Oregon Grape Root (Mahonia Aquifolium)
An old friend from the Pacific Northwest, I was surprised to encounter Oregon Grape Root in Arizona, but have to come to understand that its range is quite broad. The bright yellow flowers will eventually produce purple berries, sour, but edible. The golden roots are used medicinally as an antimicrobial, bitter (to stimulate secretion of digestive juices), and for liver and digestive complaints. Containing berberines, Oregon Grape Root is a good substitute Goldenseal, (which has been over-harvested in the wild and is expensive to cultivate). Like Red Root, Oregon Grape Root, with its bright yellow flowers, shiny green foliage, and Fall berries makes an excellent landscape medicinal for much of the west, including the Arizona highlands.
Valerian (Valeriana spp.)
I encountered a small stand of Valerian in the same creek system where the Horsetail was thriving. This sweet purple-pink flower provides cover to the somewhat smelly root that is used medicinally. Some people think Valerian Root smells like dirty socks and I have to agree–there is some truth to that. Nevertheless, Valerian Root serves as an effective sedative for many people who suffer from insomnia. It is also a strong nervous system and muscle relaxant and as such is sometimes used for anxiety and muscle tension.

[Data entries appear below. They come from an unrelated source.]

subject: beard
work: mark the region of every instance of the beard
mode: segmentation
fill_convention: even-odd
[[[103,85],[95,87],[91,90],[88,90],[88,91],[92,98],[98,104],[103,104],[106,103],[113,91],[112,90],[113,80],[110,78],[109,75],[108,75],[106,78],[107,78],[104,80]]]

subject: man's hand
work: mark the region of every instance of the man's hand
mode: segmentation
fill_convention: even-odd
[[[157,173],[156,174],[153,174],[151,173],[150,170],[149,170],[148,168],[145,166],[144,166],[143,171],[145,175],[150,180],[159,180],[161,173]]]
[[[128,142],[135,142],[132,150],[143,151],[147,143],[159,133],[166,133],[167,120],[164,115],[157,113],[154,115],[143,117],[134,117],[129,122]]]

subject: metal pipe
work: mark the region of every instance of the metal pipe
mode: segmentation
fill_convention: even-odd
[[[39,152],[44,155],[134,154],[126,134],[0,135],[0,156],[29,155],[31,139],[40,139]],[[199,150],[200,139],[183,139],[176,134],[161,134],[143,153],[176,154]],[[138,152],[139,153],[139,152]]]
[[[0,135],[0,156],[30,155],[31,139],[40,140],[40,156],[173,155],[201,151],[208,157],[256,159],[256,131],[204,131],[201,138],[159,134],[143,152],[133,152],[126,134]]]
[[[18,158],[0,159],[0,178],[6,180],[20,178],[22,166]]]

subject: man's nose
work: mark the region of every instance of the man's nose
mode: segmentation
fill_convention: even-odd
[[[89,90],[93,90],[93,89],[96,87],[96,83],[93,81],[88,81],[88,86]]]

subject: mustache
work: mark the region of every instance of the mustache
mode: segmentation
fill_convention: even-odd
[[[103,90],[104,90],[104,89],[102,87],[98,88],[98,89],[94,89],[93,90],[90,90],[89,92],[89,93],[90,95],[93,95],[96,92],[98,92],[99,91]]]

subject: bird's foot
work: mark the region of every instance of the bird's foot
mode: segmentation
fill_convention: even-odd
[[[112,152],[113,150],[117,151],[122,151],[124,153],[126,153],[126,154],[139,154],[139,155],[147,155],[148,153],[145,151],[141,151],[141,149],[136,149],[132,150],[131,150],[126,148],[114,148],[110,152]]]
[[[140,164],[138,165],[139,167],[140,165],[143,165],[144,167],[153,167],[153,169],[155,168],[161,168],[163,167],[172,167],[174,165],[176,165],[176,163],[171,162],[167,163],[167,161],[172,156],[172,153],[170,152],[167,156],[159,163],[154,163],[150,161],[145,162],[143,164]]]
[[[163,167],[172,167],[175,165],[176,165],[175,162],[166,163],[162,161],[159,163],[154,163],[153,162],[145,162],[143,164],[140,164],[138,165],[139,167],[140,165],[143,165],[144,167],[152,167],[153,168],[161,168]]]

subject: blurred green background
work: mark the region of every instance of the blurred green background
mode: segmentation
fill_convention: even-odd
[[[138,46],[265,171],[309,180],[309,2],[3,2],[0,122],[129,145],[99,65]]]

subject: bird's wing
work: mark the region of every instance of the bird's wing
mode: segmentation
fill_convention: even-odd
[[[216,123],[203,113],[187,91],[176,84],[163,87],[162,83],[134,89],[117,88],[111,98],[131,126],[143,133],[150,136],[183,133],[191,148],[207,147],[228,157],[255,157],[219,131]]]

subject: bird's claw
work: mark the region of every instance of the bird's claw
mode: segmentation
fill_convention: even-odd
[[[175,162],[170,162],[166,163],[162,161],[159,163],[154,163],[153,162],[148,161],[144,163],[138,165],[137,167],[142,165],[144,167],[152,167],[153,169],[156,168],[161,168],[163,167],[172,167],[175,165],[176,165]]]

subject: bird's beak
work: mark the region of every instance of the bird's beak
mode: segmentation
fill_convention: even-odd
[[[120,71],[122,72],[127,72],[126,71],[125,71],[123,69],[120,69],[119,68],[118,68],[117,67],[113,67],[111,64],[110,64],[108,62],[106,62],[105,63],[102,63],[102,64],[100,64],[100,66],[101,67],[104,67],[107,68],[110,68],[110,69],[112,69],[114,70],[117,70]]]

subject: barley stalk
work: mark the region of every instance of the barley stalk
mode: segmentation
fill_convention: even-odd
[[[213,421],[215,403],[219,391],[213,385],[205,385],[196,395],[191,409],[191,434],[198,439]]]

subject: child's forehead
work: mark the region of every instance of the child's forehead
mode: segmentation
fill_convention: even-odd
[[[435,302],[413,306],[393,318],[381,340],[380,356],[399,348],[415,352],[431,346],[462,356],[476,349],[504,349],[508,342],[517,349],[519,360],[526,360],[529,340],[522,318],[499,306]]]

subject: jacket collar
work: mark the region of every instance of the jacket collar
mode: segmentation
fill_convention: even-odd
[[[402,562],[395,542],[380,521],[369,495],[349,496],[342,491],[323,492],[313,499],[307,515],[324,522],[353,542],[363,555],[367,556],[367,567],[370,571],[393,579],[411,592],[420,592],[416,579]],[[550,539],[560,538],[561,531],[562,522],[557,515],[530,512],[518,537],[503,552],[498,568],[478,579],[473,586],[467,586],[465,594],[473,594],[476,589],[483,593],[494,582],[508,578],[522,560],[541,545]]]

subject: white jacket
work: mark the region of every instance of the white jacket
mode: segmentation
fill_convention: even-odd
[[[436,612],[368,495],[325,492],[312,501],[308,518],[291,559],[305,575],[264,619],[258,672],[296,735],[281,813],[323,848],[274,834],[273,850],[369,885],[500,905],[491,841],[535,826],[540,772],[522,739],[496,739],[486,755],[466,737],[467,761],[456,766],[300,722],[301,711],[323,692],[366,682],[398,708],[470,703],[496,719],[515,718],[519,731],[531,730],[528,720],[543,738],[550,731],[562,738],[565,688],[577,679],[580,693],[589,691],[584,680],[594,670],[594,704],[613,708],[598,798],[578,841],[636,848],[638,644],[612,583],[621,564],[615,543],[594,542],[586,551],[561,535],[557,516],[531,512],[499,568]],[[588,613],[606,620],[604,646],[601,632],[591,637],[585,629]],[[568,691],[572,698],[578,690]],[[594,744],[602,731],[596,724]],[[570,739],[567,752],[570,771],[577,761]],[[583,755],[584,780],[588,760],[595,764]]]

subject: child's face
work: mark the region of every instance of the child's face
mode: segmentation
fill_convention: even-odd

When I meet medicinal plants in the wild, most often I am happy simply to greet them, take in their beauty, and perhaps a photo. Only rarely and under very specific circumstances do I take any of them home with me. Wildcrafting is the practice of gathering medicinal plants in the wild, in their natural environments. Ethical, sustainable wildcrafting is part art, part science and part spiritual practice. In its highest form, wildcrafting is performed with intimate knowledge and deep respect for the ecosystem and plant community. Permission is essential and something must always be given in return. Many medicinal plants have been harvested solely for profit and nearly to extinction. So please, when you encounter medicinal plants, greet them, enjoy them, respect them, and leave them. Be nourished by their wild presence and by your love and respect for the Earth.
To close, I want to share with you this beautiful poem by one of my favorite poets, Wendell Berry.
The Peace of Wild Things
When despair for the world grows in me
and I wake in the night at the least sound
in fear of what my life and my children’s lives may be,
I go and lie down where the wood drake
rests in his beauty on the water, and the great heron feeds.
I come into the peace of wild things
who do not tax their lives with forethought
of grief. I come into the presence of still water.
And I feel above me the day-blind stars
waiting with their light. For a time
I rest in the grace of the world, and am free.